Whether it be CPTs (Cost Per Thousand) in linear radio or CPMs (Cost Per Mille) in digital audio, many buyers are fixated on them as a key buying metric. While these numbers are important, the comparison between them can be misleading, particularly when you’re buying broad demo or geo-targeted campaigns. More often than not, this results in a false comparison, as the wider the reach, the more inevitable wastage is inherent into the equation.
For those new to media buying or unfamiliar with the terminology, here’s a quick refresher:
CPT (Cost Per Thousand): This is the cost for every thousand impacts, or times your commercial is predicted to be heard, across the linear radio campaign period.
CPM (Cost Per Mille): A similar concept in digital audio, where “mille” is Latin for a thousand. It refers to the cost for every thousand impressions your commercial is predicted to generate during a digital audio campaign.
Large-scale national and international ad campaigns often focus on reaching as many people as possible across broad geographical areas. For these campaigns, it’s about scale, and the CPT/CPM may be lower to accommodate a larger, less targeted audience.
However, for local or regional advertisers, it’s all about precision – speaking directly to a defined audience within a specific locality. While more work and detailed targeting are required, this approach can drastically improve the effectiveness of your campaign. Many publishers still steer local advertisers toward generic, broad packages to maximise their reach, but be cautious: the lower the CPT/CPM, the higher the likelihood that you’re paying for impressions that fall outside your target audience.
Here’s where it gets tricky: is the cost saving from a lower CPT/CPM enough to offset the wastage in reaching people who are never going to engage with your product or service?
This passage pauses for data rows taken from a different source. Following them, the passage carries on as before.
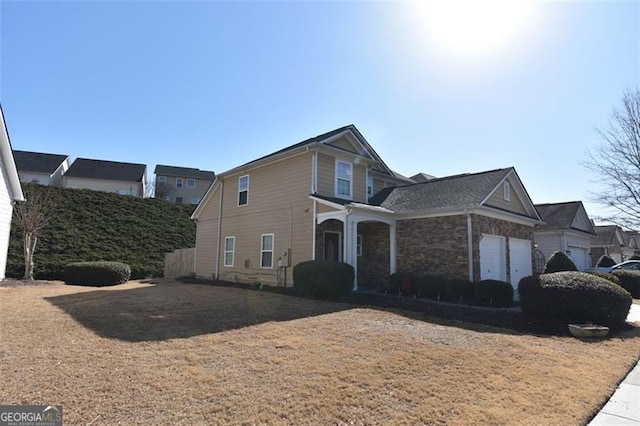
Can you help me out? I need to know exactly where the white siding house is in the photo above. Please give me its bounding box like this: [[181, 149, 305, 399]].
[[0, 107, 24, 279]]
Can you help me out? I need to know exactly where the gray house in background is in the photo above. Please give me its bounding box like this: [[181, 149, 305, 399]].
[[153, 164, 216, 204], [63, 158, 147, 198], [534, 201, 597, 271], [13, 150, 69, 186]]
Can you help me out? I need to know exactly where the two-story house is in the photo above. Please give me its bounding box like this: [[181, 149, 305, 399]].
[[192, 125, 540, 288], [63, 158, 147, 197], [153, 164, 216, 204], [13, 150, 69, 186]]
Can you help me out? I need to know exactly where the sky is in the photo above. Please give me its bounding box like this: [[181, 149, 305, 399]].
[[0, 0, 640, 223]]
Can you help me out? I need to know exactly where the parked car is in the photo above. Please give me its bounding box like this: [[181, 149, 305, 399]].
[[584, 260, 640, 272]]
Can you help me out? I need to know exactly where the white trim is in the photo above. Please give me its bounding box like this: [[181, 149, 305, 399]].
[[260, 234, 276, 269], [223, 235, 236, 268], [237, 175, 249, 207]]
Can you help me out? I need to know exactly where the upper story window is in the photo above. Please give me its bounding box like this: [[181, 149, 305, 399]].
[[502, 180, 511, 201], [238, 175, 249, 206], [336, 160, 353, 199]]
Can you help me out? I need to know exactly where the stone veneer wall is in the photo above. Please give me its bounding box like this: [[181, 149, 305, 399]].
[[358, 222, 390, 288], [396, 215, 469, 278]]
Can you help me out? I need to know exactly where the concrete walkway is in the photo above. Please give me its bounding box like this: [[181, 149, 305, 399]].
[[589, 304, 640, 425]]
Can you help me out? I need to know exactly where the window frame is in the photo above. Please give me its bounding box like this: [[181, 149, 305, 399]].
[[238, 175, 249, 207], [334, 159, 353, 200], [222, 235, 236, 268], [260, 234, 276, 269]]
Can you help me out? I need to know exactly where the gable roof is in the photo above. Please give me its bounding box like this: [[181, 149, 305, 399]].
[[13, 150, 69, 175], [370, 167, 540, 221], [65, 158, 147, 182], [153, 164, 216, 181], [536, 201, 596, 236], [0, 105, 25, 201]]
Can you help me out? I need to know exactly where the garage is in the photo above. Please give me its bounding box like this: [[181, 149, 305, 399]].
[[480, 234, 507, 281], [509, 238, 533, 300]]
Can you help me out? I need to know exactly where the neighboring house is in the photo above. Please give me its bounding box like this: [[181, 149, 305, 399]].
[[13, 150, 69, 186], [591, 225, 624, 266], [63, 158, 147, 197], [534, 201, 596, 271], [192, 125, 540, 296], [153, 164, 216, 204], [622, 231, 640, 261], [0, 106, 24, 279]]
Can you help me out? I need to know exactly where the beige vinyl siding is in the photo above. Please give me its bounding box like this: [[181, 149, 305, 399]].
[[485, 177, 528, 215], [318, 153, 367, 203], [196, 153, 313, 285]]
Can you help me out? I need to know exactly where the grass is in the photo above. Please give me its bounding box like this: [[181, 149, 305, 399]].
[[0, 281, 640, 425]]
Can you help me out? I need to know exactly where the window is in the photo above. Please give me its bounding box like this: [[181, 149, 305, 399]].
[[260, 234, 273, 268], [238, 175, 249, 206], [502, 180, 511, 201], [224, 237, 236, 266], [336, 160, 353, 199]]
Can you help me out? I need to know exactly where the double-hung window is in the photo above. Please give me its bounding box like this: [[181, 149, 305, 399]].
[[224, 237, 236, 266], [336, 160, 353, 199], [238, 175, 249, 206], [260, 234, 273, 268]]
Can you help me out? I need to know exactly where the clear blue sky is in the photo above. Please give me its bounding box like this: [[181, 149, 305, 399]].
[[0, 0, 640, 220]]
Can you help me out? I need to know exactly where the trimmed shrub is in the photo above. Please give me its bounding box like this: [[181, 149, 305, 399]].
[[293, 260, 355, 297], [596, 254, 616, 268], [609, 269, 640, 299], [518, 271, 632, 327], [543, 251, 578, 274], [64, 261, 131, 287], [476, 280, 513, 306]]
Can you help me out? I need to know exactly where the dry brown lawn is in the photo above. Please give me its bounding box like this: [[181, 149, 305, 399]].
[[0, 282, 640, 425]]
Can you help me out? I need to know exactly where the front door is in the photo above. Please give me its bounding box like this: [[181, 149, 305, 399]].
[[324, 231, 342, 262]]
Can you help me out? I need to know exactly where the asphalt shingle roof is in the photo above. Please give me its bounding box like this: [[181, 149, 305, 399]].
[[65, 158, 147, 182], [13, 150, 69, 175], [153, 164, 216, 181], [370, 168, 513, 213]]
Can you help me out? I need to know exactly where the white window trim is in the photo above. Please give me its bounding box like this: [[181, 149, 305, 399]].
[[502, 180, 511, 201], [260, 234, 276, 269], [238, 175, 249, 207], [223, 237, 236, 267], [335, 159, 353, 200]]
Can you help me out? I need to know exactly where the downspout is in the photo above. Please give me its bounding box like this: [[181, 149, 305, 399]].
[[215, 180, 224, 280], [465, 211, 473, 282]]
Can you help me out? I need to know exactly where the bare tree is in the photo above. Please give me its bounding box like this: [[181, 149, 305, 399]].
[[585, 88, 640, 229], [13, 184, 53, 280]]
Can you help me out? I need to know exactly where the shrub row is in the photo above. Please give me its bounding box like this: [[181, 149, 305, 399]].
[[518, 271, 632, 326], [386, 272, 513, 306], [293, 260, 355, 297], [64, 261, 131, 287]]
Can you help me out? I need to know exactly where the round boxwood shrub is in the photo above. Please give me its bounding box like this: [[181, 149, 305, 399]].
[[293, 260, 355, 297], [518, 271, 632, 327], [609, 269, 640, 299], [476, 280, 513, 306], [596, 254, 616, 268], [64, 261, 131, 287], [544, 251, 578, 274]]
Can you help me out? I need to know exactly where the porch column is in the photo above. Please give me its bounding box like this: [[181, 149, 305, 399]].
[[389, 223, 397, 274]]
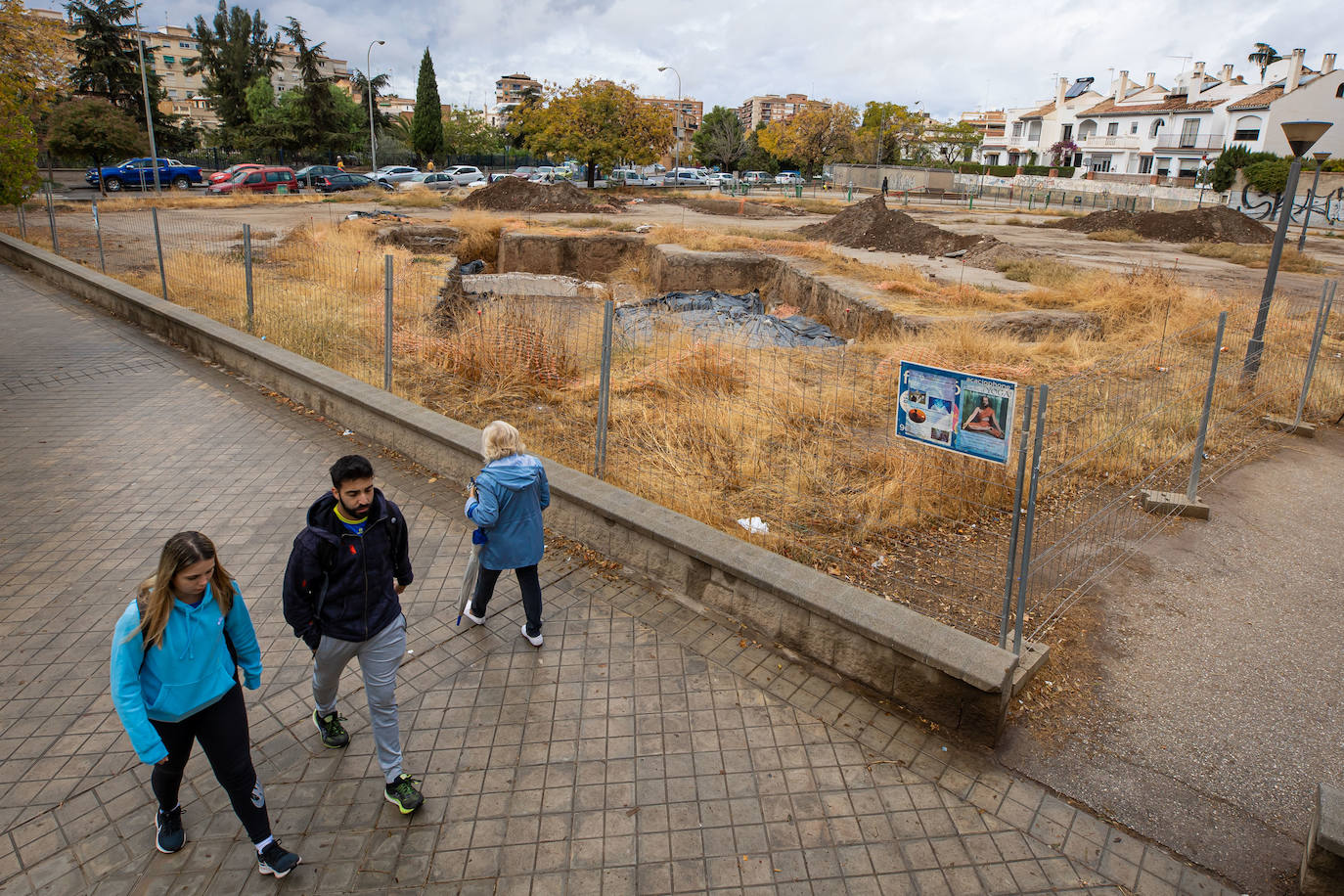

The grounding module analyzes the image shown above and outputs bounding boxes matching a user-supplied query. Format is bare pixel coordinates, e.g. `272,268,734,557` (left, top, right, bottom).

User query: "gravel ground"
999,429,1344,893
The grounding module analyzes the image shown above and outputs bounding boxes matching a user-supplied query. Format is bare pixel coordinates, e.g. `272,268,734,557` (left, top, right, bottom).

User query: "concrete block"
1298,784,1344,896
1261,417,1316,439
1142,489,1210,519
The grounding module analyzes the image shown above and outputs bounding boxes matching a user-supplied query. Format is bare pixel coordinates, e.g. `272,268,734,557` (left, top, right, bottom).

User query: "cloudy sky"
31,0,1344,116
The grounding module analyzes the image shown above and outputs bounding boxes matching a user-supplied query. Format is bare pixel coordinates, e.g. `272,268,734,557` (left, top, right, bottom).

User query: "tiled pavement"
0,267,1233,896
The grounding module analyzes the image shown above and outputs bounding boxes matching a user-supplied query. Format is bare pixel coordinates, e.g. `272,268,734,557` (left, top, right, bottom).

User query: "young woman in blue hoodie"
112,532,299,877
463,421,551,648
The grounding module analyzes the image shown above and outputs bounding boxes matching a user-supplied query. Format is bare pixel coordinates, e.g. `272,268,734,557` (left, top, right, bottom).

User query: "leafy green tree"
520,78,672,187
411,47,443,158
281,16,337,147
443,109,504,156
47,97,147,194
184,0,280,127
691,106,747,170
759,102,859,175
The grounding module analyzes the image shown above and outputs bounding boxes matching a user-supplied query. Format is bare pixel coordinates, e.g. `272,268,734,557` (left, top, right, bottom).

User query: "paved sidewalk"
0,267,1233,896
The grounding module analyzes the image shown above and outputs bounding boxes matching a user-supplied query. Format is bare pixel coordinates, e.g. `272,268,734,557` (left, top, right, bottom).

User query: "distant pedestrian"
284,454,425,816
464,421,551,648
112,532,299,877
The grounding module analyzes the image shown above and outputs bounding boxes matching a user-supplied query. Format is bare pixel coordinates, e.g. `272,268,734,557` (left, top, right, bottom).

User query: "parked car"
370,165,420,184
294,165,344,187
662,169,704,187
397,170,457,190
209,165,301,194
313,172,396,194
606,168,658,187
207,161,262,184
443,165,485,187
85,157,204,194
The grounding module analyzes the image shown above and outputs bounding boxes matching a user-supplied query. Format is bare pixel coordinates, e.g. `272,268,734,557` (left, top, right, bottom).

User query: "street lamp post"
658,66,682,172
1297,152,1330,251
1242,121,1332,382
364,40,387,173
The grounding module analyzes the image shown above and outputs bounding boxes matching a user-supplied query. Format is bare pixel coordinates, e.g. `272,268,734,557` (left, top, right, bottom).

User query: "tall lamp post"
1242,121,1333,382
658,66,682,172
364,40,387,173
1297,152,1330,251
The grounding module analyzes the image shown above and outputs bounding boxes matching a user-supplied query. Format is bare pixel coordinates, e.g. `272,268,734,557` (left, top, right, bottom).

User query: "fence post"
1186,312,1227,504
46,180,61,255
383,255,392,392
93,197,108,274
244,224,255,334
150,208,168,302
593,298,615,479
1293,280,1339,429
1012,382,1050,655
999,385,1036,649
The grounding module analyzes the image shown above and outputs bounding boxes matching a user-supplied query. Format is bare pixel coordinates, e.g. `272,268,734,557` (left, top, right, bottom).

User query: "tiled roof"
1229,85,1283,109
1078,97,1225,118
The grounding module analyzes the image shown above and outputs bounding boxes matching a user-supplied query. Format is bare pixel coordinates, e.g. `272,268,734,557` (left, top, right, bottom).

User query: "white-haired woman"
464,421,551,648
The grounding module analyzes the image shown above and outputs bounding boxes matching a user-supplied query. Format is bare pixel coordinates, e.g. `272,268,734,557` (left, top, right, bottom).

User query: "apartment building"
485,72,542,127
978,50,1344,179
738,93,830,130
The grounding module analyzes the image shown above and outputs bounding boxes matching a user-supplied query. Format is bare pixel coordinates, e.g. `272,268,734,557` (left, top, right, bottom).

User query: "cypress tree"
411,47,443,164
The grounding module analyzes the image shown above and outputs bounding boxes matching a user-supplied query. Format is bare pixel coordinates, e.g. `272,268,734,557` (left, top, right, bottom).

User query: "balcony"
1153,127,1226,151
1078,134,1139,149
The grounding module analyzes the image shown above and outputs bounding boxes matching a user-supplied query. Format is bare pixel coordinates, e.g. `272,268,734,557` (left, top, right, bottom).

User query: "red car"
207,161,262,186
209,165,299,194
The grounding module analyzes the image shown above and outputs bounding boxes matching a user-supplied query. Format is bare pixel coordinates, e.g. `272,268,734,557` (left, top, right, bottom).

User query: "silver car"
370,165,420,184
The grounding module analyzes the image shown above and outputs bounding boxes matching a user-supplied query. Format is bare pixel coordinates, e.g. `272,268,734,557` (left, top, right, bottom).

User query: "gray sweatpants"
313,615,406,784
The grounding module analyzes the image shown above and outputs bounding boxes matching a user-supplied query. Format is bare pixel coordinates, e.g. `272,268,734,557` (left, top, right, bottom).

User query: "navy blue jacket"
464,454,551,569
284,489,413,650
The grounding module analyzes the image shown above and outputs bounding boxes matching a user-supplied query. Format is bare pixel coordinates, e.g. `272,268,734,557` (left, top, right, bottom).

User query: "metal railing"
0,199,1344,650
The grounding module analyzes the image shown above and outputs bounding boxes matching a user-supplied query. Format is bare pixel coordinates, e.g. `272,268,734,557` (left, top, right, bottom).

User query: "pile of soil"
794,195,1031,270
1042,205,1275,244
461,177,618,213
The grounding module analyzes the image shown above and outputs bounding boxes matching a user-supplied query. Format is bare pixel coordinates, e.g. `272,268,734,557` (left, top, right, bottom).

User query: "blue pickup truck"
85,157,202,194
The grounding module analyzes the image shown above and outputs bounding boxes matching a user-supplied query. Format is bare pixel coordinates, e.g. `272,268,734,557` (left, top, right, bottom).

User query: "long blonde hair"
132,532,234,650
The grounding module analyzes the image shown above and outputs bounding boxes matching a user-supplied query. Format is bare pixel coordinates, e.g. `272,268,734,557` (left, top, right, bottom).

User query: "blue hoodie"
112,584,261,763
467,454,551,569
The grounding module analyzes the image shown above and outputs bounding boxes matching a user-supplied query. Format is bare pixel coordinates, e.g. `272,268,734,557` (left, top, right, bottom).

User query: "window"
1180,118,1199,149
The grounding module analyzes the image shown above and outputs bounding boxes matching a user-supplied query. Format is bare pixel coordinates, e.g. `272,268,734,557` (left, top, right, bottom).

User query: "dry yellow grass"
1182,244,1325,274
Take this example (for illustrative purposes only)…
Let’s take a business based in Leeds targeting homeowners with properties valued over £1m in specific Leeds postcodes.
Scenario 1: You have the option of a linear broadcast radio campaign that reaches a broad area (beyond your target postcode) and can only be segmented to an ABC1 demographic, priced at £5 CPT.
Scenario 2: You could run a digital audio campaign that precisely targets homeowners in the West Yorkshire region, tailored to your £1m+ property audience, with a higher CPM of £25.
At first glance, the linear option is 80% cheaper. But here’s the rub: the data tells us that your target audience makes up less than 10% of the total radio audience. This means 90% of the impressions in the radio campaign won’t reach your ideal customers.
Your effective CPT on the radio campaign, therefore, becomes £50 – not £5 – when accounting for wastage.
So, what’s the cost of wastage? In this case, it could be as much as half of your campaign budget!